Mauritian firm cleared to buy Kenya Bottling Company

A bottling plant. Mauritius-based Crown Beverages Limited gets the go-ahead to acquire Kenya Bottling Company. FILE PHOTO | NMG

The Competition Authority of Kenya (CAK) has approved the unconditional acquisition of the entire issued share capital of Kenya Bottling Company Limited by Mauritius-based Crown Beverages Limited.

In a Gazette Notice on Friday, the competition watchdog said the approval had been granted based on the finding that the transaction was unlikely to negatively impact competition in the non-alcoholic ready-to-drink beverages, nor elicit negative public interest concerns, the two key considerations during a merger analysis.

Crown Beverages is an undertaking incorporated and registered in Mauritius and does not have subsidiaries or market presence in Kenya.

It is however affiliated with PepsiCo, a Ugandan entity involved in the bottling of carbonated drinks.

Kenya Bottling Company, on the other hand, is a locally incorporated undertaking that operates a bottling plant in Nairobi as an independent bottler for PepsiCo products within Kenya.

“The transaction qualifies as a merger within the meaning of Section two and 41 of the Competition Act No. 12 of 2010 which stipulates that a merger, or takeover, may occur when an undertaking directly or indirectly acquires control over another business within Kenya. This may happen through, among others, purchase/lease of shares, exchange of shares or vertical integration,” stated CAK.

Merging parties whose combined turnover or assets, whichever is higher, is over Sh1 billion are required to seek approval from the Authority prior to implementing intended transactions.
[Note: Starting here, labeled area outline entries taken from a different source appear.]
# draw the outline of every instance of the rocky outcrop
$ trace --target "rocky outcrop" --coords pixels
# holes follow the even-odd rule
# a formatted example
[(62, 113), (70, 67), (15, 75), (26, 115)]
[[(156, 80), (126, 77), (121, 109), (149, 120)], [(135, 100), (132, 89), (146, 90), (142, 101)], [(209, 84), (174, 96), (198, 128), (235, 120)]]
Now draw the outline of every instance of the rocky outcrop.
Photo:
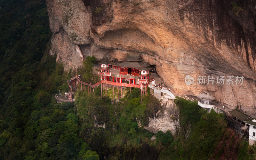
[(165, 132), (170, 131), (175, 134), (180, 127), (179, 120), (179, 108), (172, 100), (164, 98), (161, 101), (162, 109), (159, 110), (156, 116), (149, 118), (148, 125), (144, 128), (156, 133), (159, 131)]
[[(158, 75), (179, 95), (196, 96), (206, 90), (220, 104), (255, 113), (255, 2), (46, 2), (55, 33), (52, 52), (65, 69), (70, 65), (77, 67), (83, 61), (76, 52), (77, 45), (84, 58), (93, 55), (121, 60), (128, 53), (140, 54), (146, 62), (156, 66)], [(55, 36), (68, 38), (64, 45)], [(188, 75), (195, 79), (189, 85), (185, 83)], [(213, 84), (196, 84), (199, 76), (212, 76), (245, 78), (242, 84), (216, 84), (216, 79)]]

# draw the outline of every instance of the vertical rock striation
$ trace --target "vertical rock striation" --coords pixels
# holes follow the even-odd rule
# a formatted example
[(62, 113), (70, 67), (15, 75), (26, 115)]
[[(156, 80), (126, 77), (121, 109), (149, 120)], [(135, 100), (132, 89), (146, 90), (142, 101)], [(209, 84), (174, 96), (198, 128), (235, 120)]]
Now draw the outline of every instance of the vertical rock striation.
[[(140, 54), (178, 94), (206, 90), (220, 104), (255, 113), (255, 1), (46, 2), (54, 33), (52, 52), (65, 69), (79, 67), (87, 55), (120, 60), (128, 53)], [(188, 75), (195, 79), (189, 85)], [(213, 84), (196, 84), (199, 76), (212, 76), (244, 78), (242, 84), (220, 84), (217, 79)]]

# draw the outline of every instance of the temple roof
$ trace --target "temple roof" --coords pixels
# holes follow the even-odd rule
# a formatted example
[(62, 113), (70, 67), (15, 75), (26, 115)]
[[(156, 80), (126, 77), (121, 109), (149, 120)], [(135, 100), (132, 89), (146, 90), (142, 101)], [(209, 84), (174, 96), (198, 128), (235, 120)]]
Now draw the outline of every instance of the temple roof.
[(256, 126), (256, 118), (253, 118), (244, 122), (246, 124)]
[(112, 76), (113, 77), (117, 77), (119, 78), (129, 78), (132, 79), (137, 79), (140, 78), (140, 77), (139, 76), (137, 76), (120, 75), (119, 74), (112, 74)]
[(215, 99), (215, 98), (209, 95), (206, 91), (204, 91), (203, 93), (197, 96), (197, 97), (202, 100), (212, 100)]
[(130, 62), (138, 62), (143, 60), (143, 59), (140, 58), (140, 55), (127, 55), (124, 60)]
[(150, 67), (142, 67), (139, 68), (139, 70), (149, 70), (151, 69), (152, 68)]
[(148, 63), (145, 63), (145, 62), (139, 62), (138, 63), (139, 63), (139, 64), (140, 64), (140, 65), (142, 67), (147, 67), (150, 66), (150, 64), (148, 64)]
[(117, 66), (127, 68), (140, 68), (141, 67), (140, 64), (137, 62), (129, 62), (124, 61), (119, 64), (116, 64)]
[(103, 61), (106, 61), (108, 60), (108, 59), (106, 58), (106, 57), (103, 57), (102, 59), (100, 59), (100, 60), (102, 60)]
[(228, 112), (234, 116), (244, 122), (248, 121), (252, 118), (250, 116), (236, 109), (229, 111)]

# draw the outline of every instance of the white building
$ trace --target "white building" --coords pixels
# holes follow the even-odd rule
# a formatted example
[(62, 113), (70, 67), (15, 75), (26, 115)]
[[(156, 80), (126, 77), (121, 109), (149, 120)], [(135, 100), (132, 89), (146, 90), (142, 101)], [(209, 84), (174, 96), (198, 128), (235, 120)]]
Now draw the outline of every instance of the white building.
[(202, 94), (197, 97), (201, 99), (198, 101), (198, 105), (201, 107), (206, 108), (211, 108), (214, 106), (211, 104), (211, 101), (215, 99), (215, 98), (209, 95), (206, 91), (204, 91)]
[(253, 118), (245, 123), (250, 126), (249, 129), (249, 145), (252, 145), (256, 140), (256, 118)]

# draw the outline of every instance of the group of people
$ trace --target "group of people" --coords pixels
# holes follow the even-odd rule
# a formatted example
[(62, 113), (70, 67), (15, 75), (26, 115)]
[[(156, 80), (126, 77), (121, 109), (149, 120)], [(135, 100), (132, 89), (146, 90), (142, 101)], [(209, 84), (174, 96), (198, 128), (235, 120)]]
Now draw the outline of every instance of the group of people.
[(77, 76), (77, 75), (76, 76), (78, 78), (78, 79), (79, 80), (81, 80), (81, 75), (79, 75)]

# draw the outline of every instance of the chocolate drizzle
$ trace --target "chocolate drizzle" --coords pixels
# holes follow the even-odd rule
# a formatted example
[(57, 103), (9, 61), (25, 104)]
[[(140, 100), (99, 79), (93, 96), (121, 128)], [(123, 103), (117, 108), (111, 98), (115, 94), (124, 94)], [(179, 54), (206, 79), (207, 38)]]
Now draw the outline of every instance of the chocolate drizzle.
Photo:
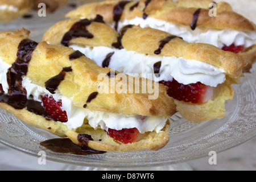
[(133, 10), (135, 7), (137, 7), (138, 5), (139, 5), (139, 2), (137, 2), (136, 3), (134, 4), (134, 5), (133, 5), (130, 7), (130, 9), (129, 9), (130, 11), (133, 11)]
[(160, 68), (161, 67), (162, 61), (156, 62), (154, 64), (154, 73), (159, 76)]
[(106, 58), (102, 61), (102, 68), (109, 67), (109, 63), (110, 62), (111, 60), (111, 57), (112, 57), (112, 56), (114, 55), (114, 53), (115, 53), (114, 52), (110, 52), (106, 56)]
[(167, 43), (168, 43), (169, 42), (170, 42), (171, 40), (175, 39), (176, 38), (179, 38), (182, 39), (182, 38), (181, 38), (181, 37), (178, 37), (176, 35), (171, 35), (171, 36), (167, 36), (166, 38), (164, 38), (164, 39), (160, 40), (159, 47), (158, 48), (158, 49), (155, 50), (154, 53), (156, 55), (160, 54), (161, 50), (163, 48), (163, 47), (164, 47), (164, 45), (166, 45)]
[(195, 30), (196, 28), (196, 24), (197, 23), (197, 20), (199, 17), (199, 14), (200, 13), (201, 9), (198, 9), (194, 13), (193, 15), (193, 20), (190, 24), (190, 27), (192, 30)]
[(93, 100), (94, 100), (95, 98), (96, 98), (97, 96), (98, 95), (98, 92), (94, 92), (92, 93), (88, 97), (88, 98), (86, 101), (86, 104), (84, 105), (84, 107), (86, 108), (87, 107), (87, 104)]
[(76, 51), (73, 52), (72, 53), (69, 55), (69, 60), (72, 61), (74, 59), (79, 59), (79, 57), (85, 56), (82, 53), (81, 53), (79, 51)]
[(108, 77), (114, 77), (115, 75), (117, 75), (117, 73), (115, 73), (115, 72), (114, 72), (114, 71), (110, 71), (109, 72), (108, 72), (108, 73), (107, 73), (107, 76), (108, 76)]
[(55, 91), (57, 89), (61, 81), (64, 80), (66, 72), (71, 72), (72, 71), (71, 67), (64, 68), (60, 73), (46, 82), (46, 89), (52, 94), (55, 93)]
[(148, 5), (148, 4), (150, 3), (150, 1), (151, 1), (151, 0), (147, 0), (145, 2), (145, 7), (143, 9), (143, 16), (144, 19), (145, 19), (147, 18), (148, 15), (147, 14), (146, 14), (145, 10), (147, 7), (147, 5)]
[(113, 11), (113, 19), (115, 22), (114, 28), (117, 30), (118, 27), (118, 22), (121, 19), (122, 14), (123, 14), (123, 9), (126, 4), (131, 2), (129, 1), (122, 1), (118, 2), (118, 3), (114, 7)]
[(22, 86), (22, 76), (26, 76), (32, 53), (38, 43), (30, 39), (20, 42), (18, 48), (17, 59), (8, 69), (7, 81), (7, 93), (0, 94), (0, 101), (8, 104), (16, 109), (22, 109), (27, 106), (27, 91)]
[(120, 30), (119, 34), (119, 35), (117, 38), (117, 42), (113, 43), (112, 46), (117, 49), (123, 49), (123, 46), (122, 45), (122, 38), (123, 38), (123, 35), (125, 35), (125, 32), (127, 30), (127, 29), (132, 28), (133, 26), (133, 25), (132, 24), (128, 24), (122, 27), (122, 29)]
[(38, 44), (36, 42), (28, 39), (23, 40), (19, 43), (17, 59), (9, 69), (6, 75), (9, 86), (8, 93), (4, 93), (1, 86), (0, 102), (5, 102), (16, 109), (27, 107), (28, 111), (49, 119), (49, 117), (41, 102), (34, 100), (32, 97), (27, 99), (27, 90), (22, 86), (22, 77), (27, 75), (32, 53)]
[(73, 39), (77, 38), (93, 38), (93, 35), (86, 30), (86, 27), (90, 25), (92, 22), (104, 23), (102, 16), (99, 15), (97, 15), (94, 19), (90, 20), (88, 19), (84, 19), (75, 23), (64, 35), (61, 42), (61, 44), (68, 47), (69, 42)]

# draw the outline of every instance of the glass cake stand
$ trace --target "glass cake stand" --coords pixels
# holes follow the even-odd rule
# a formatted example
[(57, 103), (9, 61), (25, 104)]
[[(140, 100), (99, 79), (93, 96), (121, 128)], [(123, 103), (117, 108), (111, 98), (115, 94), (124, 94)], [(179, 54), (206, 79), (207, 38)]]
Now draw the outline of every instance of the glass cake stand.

The non-alcoholic beverages market in Kenya is characterised by a mix of multinational corporations and local companies and is diverse, with various products catering to different consumer preferences.

Coca-Cola is the leading player dealing with carbonated drinks with a 93.9 percent market share, followed by Highlands (3.6 percent) and then Pepsi (1.5 percent).

CAK said one criteria of assessing a merger’s impact on competition is the post-merger market share of the undertakings involved in the transaction.

“With regard to the proposed merger, the post-merger market share in the market for non-alcoholic ready-to-drink beverages will not change since the acquirer has no market presence in Kenya,” noted the Authority.

Other public interest factors considered include the impact on employment opportunities, impact on competitiveness of SMEs, impact on particular industries as well as impact on the ability to compete in international markets.

“As per the parties’ submissions, this transaction will not elicit negative public interest concerns. Specifically, there will be no employment loss and all the current 27 employees of the target will be retained,” stated CAK.